Simon & Garfunkel: Live 1969

Music •••• Sound •••½

Unlike the case with Bob Dylan, there has been precious little in the way of 1960s concert recordings by Paul Simon and Art Garfunkel. What limited material was available (until recently, that is) included a cover of the Everly Brothers' "Bye Bye Love" on Bridge over Troubled Water, four live cuts that appeared on 1972's Greatest Hits, and 10 more concert tracks that debuted on Old Friends, the 1997 boxed set.

In 2002, the duo's first archival, non-reunion concert recording was released: Live from New York City, 1967, taped at Philharmonic Hall in Lincoln Center. (Completists, take note: It includes four songs that first appeared on Old Friends but not a fifth, "Red Rubber Ball," that was performed at the same show.) And now there's Live 1969, drawn from a tour conducted between the recording and release of Bridge over Troubled Water, their fifth and final studio album. Their next album was supposed to be a live one, but the duo broke up, and those recordings weren't released - save for that quartet of tracks on Greatest Hits. So, nearly 40 years down the road comes this CD, with 17 tracks from half a dozen late-1969 concerts in locales ranging from Long Beach to Carnegie Hall.

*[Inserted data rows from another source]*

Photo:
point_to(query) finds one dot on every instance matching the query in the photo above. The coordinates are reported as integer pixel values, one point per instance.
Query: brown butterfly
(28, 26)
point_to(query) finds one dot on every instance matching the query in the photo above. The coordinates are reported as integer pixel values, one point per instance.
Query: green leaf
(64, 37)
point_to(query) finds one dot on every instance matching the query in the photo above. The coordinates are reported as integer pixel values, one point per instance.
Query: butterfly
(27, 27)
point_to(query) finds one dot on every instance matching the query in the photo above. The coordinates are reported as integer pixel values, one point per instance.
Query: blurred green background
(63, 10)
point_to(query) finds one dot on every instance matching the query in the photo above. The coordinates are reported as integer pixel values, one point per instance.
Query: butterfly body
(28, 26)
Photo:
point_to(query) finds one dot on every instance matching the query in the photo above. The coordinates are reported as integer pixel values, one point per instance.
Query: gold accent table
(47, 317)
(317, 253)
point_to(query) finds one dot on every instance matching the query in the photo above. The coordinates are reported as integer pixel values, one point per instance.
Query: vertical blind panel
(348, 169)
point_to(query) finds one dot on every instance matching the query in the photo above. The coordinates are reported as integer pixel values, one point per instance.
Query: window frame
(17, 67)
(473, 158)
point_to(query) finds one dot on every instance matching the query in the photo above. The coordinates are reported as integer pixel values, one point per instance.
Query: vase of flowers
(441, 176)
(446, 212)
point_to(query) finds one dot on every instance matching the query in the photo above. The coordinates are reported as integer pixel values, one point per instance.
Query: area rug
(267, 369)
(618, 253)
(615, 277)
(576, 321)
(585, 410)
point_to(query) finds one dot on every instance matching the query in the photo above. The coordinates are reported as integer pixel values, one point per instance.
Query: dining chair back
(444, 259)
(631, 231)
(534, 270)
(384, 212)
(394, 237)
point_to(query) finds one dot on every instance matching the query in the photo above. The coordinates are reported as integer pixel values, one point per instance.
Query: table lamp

The track lineup here is markedly different from the 1967 set, reprising only six songs. And in the innocent pre-digital, pre-Internet, pre-file-sharing/stealing age of 1969, the duo had no qualms about previewing material from their forthcoming Bridge. The title track was beautifully sung by Garfunkel and brought the house down. Simon's eloquent songs and intricate fingerpicking and the duo's heavenly harmonies made for audibly radiant evenings of acoustic minstrelsy as the curtain was falling on the Sixties. The duo also played a chunk of these shows accompanied by four other musicians - guitarist Fred Carter Jr., pianist Larry Knechtel, bassist Joe Osborn, and drummer Hal Blaine - which was a first for them.

More courtly and generous of spirit than Dylan's distaff parables and putdowns, the S&G canon fell easily upon the ears and attracted a following of sensitive, left-leaning coffeehouse intellectuals who were loath to let go of the folk era - although Simon himself was ready to move on by then. Still, considering that their breakup was imminent and that sessions for Bridge had been strained, Simon & Garfunkel sound very much at ease with each other on Live 1969. Any search for obvious fractures is fruitless - although you can't help but wonder if Garfunkel, as he delivered "So Long, Frank Lloyd Wright," realized he was singing what amounted to Simon's affectionate signal that their demise was just around the bend.

The audience's rabid cheering on Live 1969 shows how startling it must've been to hear powerful pieces like "Bridge" and "The Boxer" for the first time, and how pleasing it was to hear favorites like "I Am a Rock" and "Homeward Bound" in ripe, definitive versions. This CD captures Simon & Garfunkel not only at their end, but at their peak, too.